Jason Garrett was asked about the Cowboys' desire to obtain a veteran wide receiver this offseason.

The head coach was quick to point out the team already has one: No. 88.

"We consider Dez Bryant a veteran receiver," Garrett said. "He's played a lot of games for us and played at a very high level. He's certainly a strong veteran presence for us."

At the tender age of 25, Bryant finished 2013 with 13 touchdowns and 1,233 receiving yards. In comparison, Cincinnati's A.J. Green, also 25, had 1,426 yards and 11 touchdowns. Antonio Brown, another 25-year-old receiver, had eight touchdowns and 1,499 yards.

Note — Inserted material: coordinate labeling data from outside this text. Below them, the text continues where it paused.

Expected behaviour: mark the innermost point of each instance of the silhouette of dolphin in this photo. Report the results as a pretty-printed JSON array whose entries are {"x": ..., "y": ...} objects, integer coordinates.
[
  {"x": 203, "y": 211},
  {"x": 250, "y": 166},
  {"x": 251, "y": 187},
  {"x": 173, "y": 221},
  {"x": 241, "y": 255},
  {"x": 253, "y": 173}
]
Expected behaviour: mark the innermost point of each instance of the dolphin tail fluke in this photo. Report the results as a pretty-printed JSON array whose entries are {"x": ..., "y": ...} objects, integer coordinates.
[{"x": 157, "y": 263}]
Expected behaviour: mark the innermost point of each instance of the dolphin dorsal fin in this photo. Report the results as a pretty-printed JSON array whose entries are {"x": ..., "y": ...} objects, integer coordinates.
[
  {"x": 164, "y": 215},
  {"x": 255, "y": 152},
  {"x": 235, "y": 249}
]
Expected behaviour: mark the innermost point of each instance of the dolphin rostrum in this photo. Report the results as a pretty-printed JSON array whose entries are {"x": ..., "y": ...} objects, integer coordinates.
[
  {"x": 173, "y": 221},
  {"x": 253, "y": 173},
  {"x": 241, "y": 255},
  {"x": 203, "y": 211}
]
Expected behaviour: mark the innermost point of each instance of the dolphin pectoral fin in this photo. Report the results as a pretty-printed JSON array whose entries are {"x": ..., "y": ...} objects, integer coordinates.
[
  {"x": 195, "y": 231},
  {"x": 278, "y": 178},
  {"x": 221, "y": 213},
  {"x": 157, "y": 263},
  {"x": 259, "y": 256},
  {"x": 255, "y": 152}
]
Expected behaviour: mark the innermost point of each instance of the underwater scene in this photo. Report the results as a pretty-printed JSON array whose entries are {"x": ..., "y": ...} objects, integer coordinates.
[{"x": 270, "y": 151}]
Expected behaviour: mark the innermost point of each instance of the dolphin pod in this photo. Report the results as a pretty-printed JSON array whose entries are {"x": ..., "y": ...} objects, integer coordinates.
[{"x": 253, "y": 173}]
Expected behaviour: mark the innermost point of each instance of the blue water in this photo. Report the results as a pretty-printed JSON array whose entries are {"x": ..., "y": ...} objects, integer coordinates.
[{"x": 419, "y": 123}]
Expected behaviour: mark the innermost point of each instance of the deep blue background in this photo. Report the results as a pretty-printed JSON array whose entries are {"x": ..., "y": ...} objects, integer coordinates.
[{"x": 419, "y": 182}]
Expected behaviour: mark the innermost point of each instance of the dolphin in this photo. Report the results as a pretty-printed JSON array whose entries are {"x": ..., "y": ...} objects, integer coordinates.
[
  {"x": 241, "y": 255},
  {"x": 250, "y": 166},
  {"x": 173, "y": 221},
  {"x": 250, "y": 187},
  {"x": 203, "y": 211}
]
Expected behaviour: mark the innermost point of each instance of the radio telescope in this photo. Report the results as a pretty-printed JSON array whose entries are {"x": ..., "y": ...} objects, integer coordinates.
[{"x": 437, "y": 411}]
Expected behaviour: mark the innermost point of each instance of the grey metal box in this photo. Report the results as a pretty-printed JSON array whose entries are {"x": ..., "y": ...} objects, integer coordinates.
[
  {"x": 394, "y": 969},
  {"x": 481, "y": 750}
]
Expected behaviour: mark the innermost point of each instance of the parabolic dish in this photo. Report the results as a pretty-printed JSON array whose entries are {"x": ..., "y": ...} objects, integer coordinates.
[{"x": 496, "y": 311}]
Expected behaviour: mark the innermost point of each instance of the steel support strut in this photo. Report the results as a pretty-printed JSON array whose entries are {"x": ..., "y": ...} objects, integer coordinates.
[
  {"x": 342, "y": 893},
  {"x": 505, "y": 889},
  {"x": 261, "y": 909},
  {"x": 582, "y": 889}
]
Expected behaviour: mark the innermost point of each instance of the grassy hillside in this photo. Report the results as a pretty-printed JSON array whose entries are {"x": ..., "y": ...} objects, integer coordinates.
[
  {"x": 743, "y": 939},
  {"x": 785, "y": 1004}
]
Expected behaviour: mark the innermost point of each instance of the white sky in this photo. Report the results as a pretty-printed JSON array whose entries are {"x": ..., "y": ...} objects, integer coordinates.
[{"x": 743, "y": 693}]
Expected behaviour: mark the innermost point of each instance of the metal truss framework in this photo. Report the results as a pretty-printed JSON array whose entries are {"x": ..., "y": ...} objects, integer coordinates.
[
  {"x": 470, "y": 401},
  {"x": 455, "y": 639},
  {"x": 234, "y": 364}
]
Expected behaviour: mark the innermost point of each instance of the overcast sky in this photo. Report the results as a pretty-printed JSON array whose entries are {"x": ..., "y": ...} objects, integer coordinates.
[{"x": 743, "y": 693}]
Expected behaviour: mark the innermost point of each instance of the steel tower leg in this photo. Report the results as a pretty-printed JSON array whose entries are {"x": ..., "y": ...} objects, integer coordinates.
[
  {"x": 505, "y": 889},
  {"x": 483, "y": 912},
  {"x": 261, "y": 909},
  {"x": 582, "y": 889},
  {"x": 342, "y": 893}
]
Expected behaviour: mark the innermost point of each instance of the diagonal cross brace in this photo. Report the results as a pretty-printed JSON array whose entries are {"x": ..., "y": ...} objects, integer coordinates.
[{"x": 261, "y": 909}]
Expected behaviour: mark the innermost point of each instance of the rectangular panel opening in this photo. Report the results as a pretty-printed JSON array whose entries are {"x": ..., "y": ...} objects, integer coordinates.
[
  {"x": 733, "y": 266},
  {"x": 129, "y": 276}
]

Bryant isn't alone when it comes to young men being asked to lead passing attacks. The Cowboys just haven't done it in a while.

The team has employed several veteran receivers over the past 10 years, including Keyshawn Johnson, Terry Glenn, Terrell Owens, Patrick Crayton, Roy Williams and Miles Austin.

There was always some young player coming up the ranks, preparing to take over. And when that time came, the Cowboys normally kept a veteran round.

It might not happen in 2014.

The Cowboys are depending on Bryant, who is entering his contract year, to produce bigger things than he did last season. He earned his first Pro Bowl berth while catching 93 passes last season.

There were growing pains such as the sideline confrontations in Detroit and Bryant's early exit from the field against Green Bay. Bill Callahan, last year's playcaller, didn't help Bryant enough. Bryant had a three-catch game in Detroit and a one-catch contest at New Orleans. In Chicago, he had just two catches.